In 2012, Williams assisted in an attempt to restore the origins of the community. His goal was to turn to something new but not forsake the past. “Kwame Lillard gave me a tour of Nashville and that’s when I came up with the idea to create a project that will get the community interacting with each other and also pass on relevant information continuously,” Williams said.
A celebration on Sept. 28 of that year unveiled his creation, the “Jefferson Street Gateway to Heritage” project, a pedestrian plaza that commemorates the African American history of Nashville and Jefferson Street.
The plaza is divided into five pillars that symbolize: education, athletics, music, civil rights and religion and contains around 80 photographs and narratives about people whom have contributed to the rich legacy of Jefferson Street.
According to Sharon Hurt, JUMP’s Executive Director and Metro Council Woman at Large, there were a series of meetings held during that time where names were presented.

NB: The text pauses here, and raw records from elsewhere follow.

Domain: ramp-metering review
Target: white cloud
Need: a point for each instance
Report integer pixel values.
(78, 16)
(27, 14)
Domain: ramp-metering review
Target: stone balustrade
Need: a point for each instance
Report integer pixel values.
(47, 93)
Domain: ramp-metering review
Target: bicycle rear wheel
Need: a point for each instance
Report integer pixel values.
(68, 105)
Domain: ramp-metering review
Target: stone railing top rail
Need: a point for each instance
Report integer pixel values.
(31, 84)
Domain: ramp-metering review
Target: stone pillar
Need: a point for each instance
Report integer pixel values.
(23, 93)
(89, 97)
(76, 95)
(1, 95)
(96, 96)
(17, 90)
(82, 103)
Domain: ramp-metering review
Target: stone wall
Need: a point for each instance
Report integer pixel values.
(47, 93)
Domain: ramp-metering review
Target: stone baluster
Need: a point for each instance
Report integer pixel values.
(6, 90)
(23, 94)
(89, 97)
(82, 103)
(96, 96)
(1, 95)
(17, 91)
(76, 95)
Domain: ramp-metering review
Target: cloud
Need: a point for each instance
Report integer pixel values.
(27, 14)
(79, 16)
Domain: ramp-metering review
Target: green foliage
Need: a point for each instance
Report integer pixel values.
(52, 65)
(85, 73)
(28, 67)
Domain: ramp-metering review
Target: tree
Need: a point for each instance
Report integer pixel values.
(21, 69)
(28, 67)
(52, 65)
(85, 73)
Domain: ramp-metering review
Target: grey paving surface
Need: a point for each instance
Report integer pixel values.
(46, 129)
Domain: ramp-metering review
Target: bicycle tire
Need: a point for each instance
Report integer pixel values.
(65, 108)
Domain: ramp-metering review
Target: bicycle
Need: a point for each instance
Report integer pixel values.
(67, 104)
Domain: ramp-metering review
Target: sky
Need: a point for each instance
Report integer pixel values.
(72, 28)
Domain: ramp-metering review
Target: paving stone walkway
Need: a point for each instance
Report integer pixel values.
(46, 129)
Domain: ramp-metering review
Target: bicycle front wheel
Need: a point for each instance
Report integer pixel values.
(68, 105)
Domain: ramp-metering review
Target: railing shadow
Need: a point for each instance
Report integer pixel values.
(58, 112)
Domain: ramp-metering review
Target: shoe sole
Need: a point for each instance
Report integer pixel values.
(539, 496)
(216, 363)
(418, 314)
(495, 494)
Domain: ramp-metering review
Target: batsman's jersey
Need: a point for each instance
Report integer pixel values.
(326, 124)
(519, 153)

Those presented most often were selected for display on the plaza.
Among those depicted are Ronald Lawson, who was inducted into the Tennessee Secondary School Athletic Association (TSSAA) Hall of Fame; Erica Gilmore who was elected to the Metropolitan Government of Nashville and Davidson County Council in 2007, re-elected in 2011 and elected to council at large in 2015; Marion Barry who attended Fisk University and was involved in the Civil Rights Movement serving as the first chairman of the Student Nonviolent Coordinating Committee (SNCC) and eventually became mayor of Washington, D.C. and Edith Taylor Langster, former member of Nashville Metro Council representing the 21st District. The project was a collaboration between public and private sectors that featured the works of local artists James Threalkill and Michael McBride.
The design of the open-air plaza was to reenergize Nashville’s historic Jefferson Street while making a place that represents community pride and history for current residents and visitors. Williams said when he thinks of North Nashville, he thinks of how the community transformed from a place of un-accommodation to a place of recreation. “I’m poor at predicting the future but the project bloomed into something bigger than I expected,” said Williams.
The plaza was intended to be phase one of a multi-phase project but it requires more funding and those plans have not yet been met, according to Hurt. The goal has been met to turn a dark, ugly, desolate piece into a beautiful project and today many Nashville tours start at the plaza because it provides the history of the North Nashville community.
Within five years the plaza has improved the quality of life, stimulated growth and abided by the missions and goals of the organizations that invested time and money into the project, Williams said.
He added that he hopes to hand the project off to students of Tennessee State and Fisk Universities so he can move on to something else while the plaza continues to develop.